Authored by chandlerc on Jul 21 2017, 5:46 PM.

Details

Summary

To understand the motivation of this patch, it is important to consider
that LLVM is remarkably diligent and effective at converting user loops
into memset and memcpy intrinsics. These in fact show up frequently
inside of deeply nested loops, etc. However, when it emits these as
calls to the actual memset and memcpy library functions the cost of
issuing this call can in many cases far outstrip the cost of actually
doing the operation and negatively impact surrounding code.

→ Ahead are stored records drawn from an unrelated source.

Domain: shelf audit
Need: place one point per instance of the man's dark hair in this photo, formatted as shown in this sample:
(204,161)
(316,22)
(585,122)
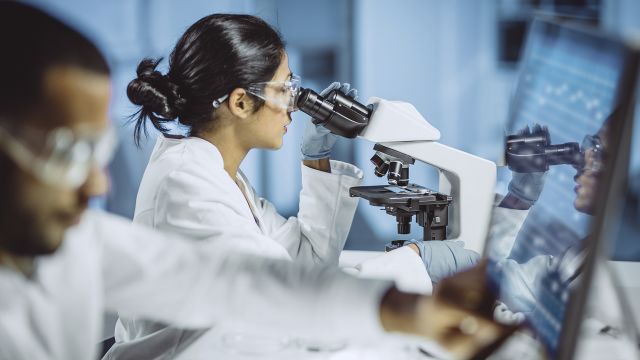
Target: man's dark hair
(32,42)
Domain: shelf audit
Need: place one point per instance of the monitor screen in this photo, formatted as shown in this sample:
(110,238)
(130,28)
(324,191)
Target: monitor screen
(558,150)
(627,237)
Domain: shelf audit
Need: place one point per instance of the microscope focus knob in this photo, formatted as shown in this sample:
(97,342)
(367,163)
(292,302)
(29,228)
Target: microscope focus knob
(381,166)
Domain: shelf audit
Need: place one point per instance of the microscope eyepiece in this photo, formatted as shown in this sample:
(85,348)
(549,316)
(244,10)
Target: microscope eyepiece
(337,112)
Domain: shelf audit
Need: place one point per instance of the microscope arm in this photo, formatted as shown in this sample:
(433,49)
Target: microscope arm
(469,179)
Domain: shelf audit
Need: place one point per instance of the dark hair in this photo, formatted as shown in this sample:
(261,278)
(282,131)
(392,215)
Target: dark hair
(217,54)
(33,42)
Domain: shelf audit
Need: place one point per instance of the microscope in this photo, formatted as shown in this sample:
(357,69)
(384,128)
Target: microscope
(461,206)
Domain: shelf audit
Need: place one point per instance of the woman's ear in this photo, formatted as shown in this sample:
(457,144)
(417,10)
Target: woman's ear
(240,104)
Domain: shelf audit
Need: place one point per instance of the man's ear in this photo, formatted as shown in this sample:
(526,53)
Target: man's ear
(240,104)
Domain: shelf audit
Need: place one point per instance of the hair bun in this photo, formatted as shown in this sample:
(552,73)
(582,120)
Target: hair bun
(154,91)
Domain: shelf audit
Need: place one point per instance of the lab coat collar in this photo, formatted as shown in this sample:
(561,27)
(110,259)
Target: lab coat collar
(168,140)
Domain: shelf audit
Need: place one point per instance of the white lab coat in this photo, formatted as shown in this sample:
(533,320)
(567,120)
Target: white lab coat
(108,263)
(186,190)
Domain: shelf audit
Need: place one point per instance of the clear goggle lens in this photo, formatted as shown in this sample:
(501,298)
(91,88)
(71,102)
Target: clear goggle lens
(281,94)
(59,157)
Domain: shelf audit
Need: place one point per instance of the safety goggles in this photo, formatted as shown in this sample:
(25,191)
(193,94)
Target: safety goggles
(283,94)
(593,144)
(60,157)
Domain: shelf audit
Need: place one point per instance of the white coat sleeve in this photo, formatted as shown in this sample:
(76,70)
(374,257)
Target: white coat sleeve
(503,230)
(150,275)
(326,211)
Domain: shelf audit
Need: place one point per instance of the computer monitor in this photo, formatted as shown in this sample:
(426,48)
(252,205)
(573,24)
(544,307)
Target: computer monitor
(578,84)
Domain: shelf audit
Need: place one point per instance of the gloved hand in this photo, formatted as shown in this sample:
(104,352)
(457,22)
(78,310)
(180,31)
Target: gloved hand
(317,140)
(527,187)
(444,258)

Our analysis
of some benchmarks which hit this shows this comes from a few places:

  1. Calling these library functions requires setting up registers for the calling convention and ends up in practice forcing a surprising number of register reloads if they occur inside of loops.
  2. When using PIC, the call is much more expensive due to the PLT-call pattern, requiring at best a double indirect jump on Linux and BSD systems.

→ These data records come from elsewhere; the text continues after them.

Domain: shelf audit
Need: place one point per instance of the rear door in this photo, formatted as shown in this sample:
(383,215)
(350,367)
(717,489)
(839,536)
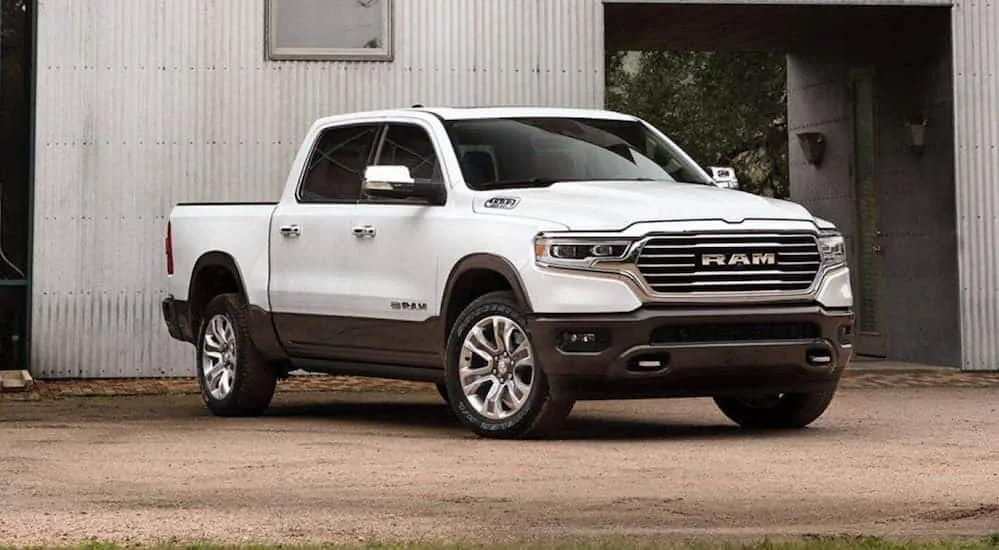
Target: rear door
(311,243)
(395,301)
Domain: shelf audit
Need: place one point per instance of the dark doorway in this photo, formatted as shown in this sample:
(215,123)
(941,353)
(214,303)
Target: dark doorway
(16,57)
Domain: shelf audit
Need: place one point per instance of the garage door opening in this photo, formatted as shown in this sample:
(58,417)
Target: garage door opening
(847,110)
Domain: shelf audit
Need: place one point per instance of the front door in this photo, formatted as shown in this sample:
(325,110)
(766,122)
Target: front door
(311,276)
(868,259)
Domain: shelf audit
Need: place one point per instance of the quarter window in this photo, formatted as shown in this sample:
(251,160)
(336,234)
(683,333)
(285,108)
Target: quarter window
(332,30)
(336,167)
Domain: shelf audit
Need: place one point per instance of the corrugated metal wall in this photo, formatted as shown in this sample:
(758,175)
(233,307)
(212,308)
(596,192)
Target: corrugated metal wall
(145,103)
(976,107)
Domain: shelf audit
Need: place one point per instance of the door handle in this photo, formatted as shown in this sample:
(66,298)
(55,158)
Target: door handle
(364,231)
(292,230)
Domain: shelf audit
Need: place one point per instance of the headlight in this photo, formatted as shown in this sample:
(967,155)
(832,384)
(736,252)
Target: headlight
(566,252)
(833,249)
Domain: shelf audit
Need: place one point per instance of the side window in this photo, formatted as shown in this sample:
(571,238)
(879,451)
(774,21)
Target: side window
(410,145)
(336,167)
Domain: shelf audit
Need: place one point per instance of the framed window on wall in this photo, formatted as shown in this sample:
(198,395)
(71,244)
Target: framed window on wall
(329,30)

For older x86 processors this was unavoidable. But modern processors
provide very fast instruction pattern support for implementing these
library functions in many (if not quite all) cases. Starting with
Ivybridge, there seems to be no point in using the library functions
with well aligned buffers (alignment of 16-bytes or better), and even
starting with Nehalem, they seem superior to PLT library function calls.

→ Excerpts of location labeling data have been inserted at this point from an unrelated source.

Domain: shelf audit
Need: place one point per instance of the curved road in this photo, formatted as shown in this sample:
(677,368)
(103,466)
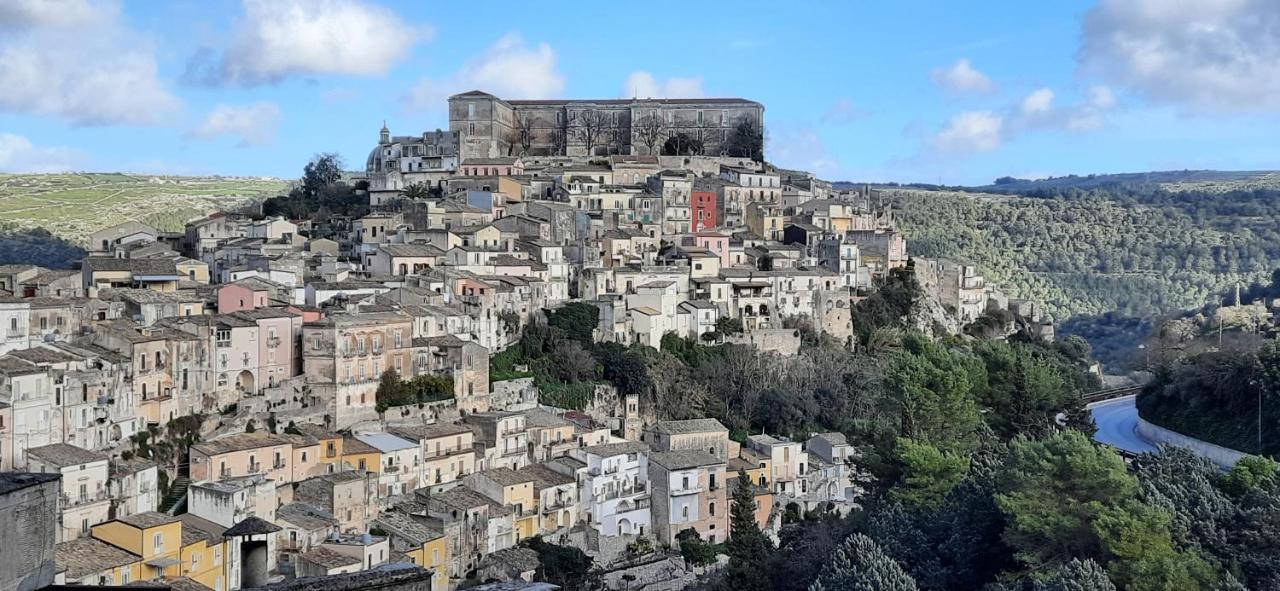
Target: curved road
(1118,425)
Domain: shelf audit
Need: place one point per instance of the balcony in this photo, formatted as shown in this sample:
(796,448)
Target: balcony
(85,499)
(685,490)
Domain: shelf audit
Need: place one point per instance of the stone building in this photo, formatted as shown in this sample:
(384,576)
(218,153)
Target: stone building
(400,161)
(492,127)
(28,513)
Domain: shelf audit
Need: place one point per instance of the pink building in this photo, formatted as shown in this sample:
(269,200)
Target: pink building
(277,337)
(245,294)
(504,166)
(242,454)
(714,242)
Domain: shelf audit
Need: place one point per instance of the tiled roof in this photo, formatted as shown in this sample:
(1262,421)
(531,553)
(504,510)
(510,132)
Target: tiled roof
(688,426)
(87,555)
(65,454)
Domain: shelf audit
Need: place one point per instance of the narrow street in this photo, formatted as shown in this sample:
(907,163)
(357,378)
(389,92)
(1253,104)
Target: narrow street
(1118,425)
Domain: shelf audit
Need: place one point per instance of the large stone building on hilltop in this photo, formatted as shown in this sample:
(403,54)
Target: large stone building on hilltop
(489,127)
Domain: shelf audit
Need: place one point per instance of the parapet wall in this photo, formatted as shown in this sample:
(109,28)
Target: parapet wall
(1224,457)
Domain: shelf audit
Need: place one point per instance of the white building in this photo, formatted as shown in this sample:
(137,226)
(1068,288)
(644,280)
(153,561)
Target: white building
(85,499)
(615,489)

It is also possible to carefully fold size scaling into these sequences
which helps avoid generating extra scaling code when we are in fact
emitting code for user loops that were written at 4-byte or 8-byte
granularity.

Naturally, this is a pretty significant change. I'm still running
benchmarks on various architectures to confirm that this direction makes
sense, but more insight from Intel and other x86 hardware experts would
be really welcome here to make sure we're picking reasonable tradeoffs.
I'm starting here with a very aggressive version of the patch so I can
find where it *does* regress, and we can back off until it looks
reasonable.

Given that Sandybridge is now over 4 years old and the growing density
of Ivybridge or newer processors in the world, I think it may be
reasonable to be somewhat aggressive in this lowering even if the
performance on older processors isn't ideal.

One interesting question is whether rep+movs{w,d,q} and rep+stos{w,d,q}
are as well tuned as rep+movsb and rep+stosb and the descaled versions
are actually reasonable. Craig has indicated they may not be, and I'm hoping to
confirm one way or the other when benchmarking.

The test case added also exposes some annoying problems with codegen of
these instructions that should also be addressed.

Last but not least, in many cases the pattern to match the scaling here
will not fire because currently LLVM has a bad bug that causes it to
much more often than necessary scale using a more complex pattern of
math. I'm going to work to address that in a separate patch as it
appears to be a middle-end issue.

Event Timeline

chandlerc created this revision.Jul 21 2017, 5:46 PM
echristo added inline comments.Jul 21 2017, 5:58 PM
lib/Target/X86/X86.td
287

"too high of a cost"

lib/Target/X86/X86SelectionDAGInfo.cpp
73

Comment please on what this is for :)

115

Ditto.

164–171

This seems like this all wants to be subsumed in a couple of different checks?

i.e. I don't think with the rep str ops that the max inline size threshold is as important anymore. I worry that we don't actually care about whether or not pic here and should probably just use the inline expansion either way.

319–327

Ditto.

davidxl edited edge metadata.Jul 22 2017, 12:04 AM

Do you have more benchmark numbers? For reference, here is GCC does (for sandybridge and above) for mempcy when size profile data is available:

  1. when the size is <= 24, use 8 byte copy loop or straightline code.
  2. when size is is between 24 and 128, use rep movsq
  3. when size is b above that, use libcall

It is an interesting idea to consider PLT overhead here, but is there a better way to model the cost?

I worry that without profile data, blindly using rep movsb may be problematic. Teresa has a pending patch to make use value profile information. Without profile, if size matters, perhaps we can guard the expansion sequence with size checks.

Also if the root cause

craig.topper edited edge metadata.Jul 22 2017, 3:17 PM

I believe prior to Ivy Bridge the Intel optimization manual indicates that rep movsb/stosb was only optimized to handle 1-3 bytes. Specifically to be used to handle the remainder portion in conjunction with rep+movsd to handle the rest.

lib/Target/X86/X86.td
287

Should this mention that the byte version is still terrible here?

301

Was that supposed to be W/D/Q?

547

Have you collected the data to verify this? Should we go ahead and commit this independent of this patch?